Setting for elite comps is particularly grueling. Over four days, setters try out dozens of problems, climbing each one repeatedly and working together to tweak hold types, angles, and placement so each problem is appropriate for the competition field. Mike Bockino, an L4 setter who has worked at several national comps, says, “The forerunning process is so intense and so long and so many days in a row, I’ve seen super-experienced routesetters crumble into pieces because they’re so tired they can’t function.”
Flannery Shay-Nemirow, who’s been setting for various gyms and forerunning upper level comps for more than eight years, describes routesetting as a “glorified construction job, hauling heavy loads of holds, rigging with ropes and ladders, and working with power tools.”
There aren’t that many women working construction jobs either.
When seeing that most routesetters are men, it can be easy for women to assume that the setting world isn’t a place for them.
Historically there were fewer women climbers, but as the number of female climbers has increased, the ratio of female routesetters has not followed suit. A variety of factors are causing this disparity, none of which appear to be intentionally fostered by the routesetting or climbing community.
As is the case with many male-dominated fields, it might not seem like a viable career option for women. When seeing that most routesetters are men, it can be easy for women to assume that the setting world isn’t a place for them. “Women have trouble fitting into the male social hierarchy that forms,” Hueftle says. “In a gym crew, the women have lots of time to show their strengths to the group and find a social balance. In a short-term comp set where everyone shows up and sets a whole comp in a week, the work structure is set, everyone works hard, opinions must be heard, and compromises have to be reached.”
Add in the fact that there’s not really a clear-cut path for getting started as a setter, and breaking into the field can seem intimidating for newcomers, period—male or female.

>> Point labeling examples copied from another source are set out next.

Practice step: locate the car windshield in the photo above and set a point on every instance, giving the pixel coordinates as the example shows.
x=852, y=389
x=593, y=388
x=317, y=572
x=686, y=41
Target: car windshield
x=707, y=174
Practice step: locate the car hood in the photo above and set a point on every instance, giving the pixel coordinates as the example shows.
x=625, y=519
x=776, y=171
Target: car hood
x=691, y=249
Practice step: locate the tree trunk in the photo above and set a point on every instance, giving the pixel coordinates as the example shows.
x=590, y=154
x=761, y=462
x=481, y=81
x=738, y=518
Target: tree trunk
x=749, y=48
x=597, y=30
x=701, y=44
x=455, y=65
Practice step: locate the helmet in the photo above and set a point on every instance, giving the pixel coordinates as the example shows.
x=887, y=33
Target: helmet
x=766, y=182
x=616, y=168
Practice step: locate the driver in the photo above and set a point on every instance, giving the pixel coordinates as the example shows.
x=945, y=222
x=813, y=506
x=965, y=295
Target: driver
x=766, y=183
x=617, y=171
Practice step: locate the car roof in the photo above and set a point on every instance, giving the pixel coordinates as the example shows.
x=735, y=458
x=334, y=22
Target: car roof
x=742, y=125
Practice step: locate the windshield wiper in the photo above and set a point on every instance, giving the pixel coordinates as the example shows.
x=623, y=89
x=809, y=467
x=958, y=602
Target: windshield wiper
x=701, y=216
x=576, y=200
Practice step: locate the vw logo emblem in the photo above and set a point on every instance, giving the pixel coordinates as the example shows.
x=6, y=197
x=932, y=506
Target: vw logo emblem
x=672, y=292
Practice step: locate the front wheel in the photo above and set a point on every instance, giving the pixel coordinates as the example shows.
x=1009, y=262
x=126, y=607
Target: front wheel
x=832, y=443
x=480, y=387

One must have setting experience to enter the competition certification process, and many routesetters get their first jobs because of personal connections to local gyms or established setters.
But there's a glimmer of change. Shay-Nemirow points to The Heist as a great example of how to get more women involved. Held every year at Central Rock Gym in Massachusetts, The Heist is a “bouldering comp set by women for women,” according to their website. There’s also an educational aspect with movement and setting clinics the same weekend. Hueftle also enjoys mentoring new setters, and has helped several women start and grow in their setting careers.
Regardless of the reasons behind the gender imbalance, most people working in the industry look forward to the day when there are more females routesetting. “Women round out the team,” Hadfield says. “If you only have 50% of the population [setting the problems], you’re missing half the potential.”
I look forward to a day when I walk into the gym and see at least a few female names on the routesetting roster. If more women setting means we all become better climbers, we all win.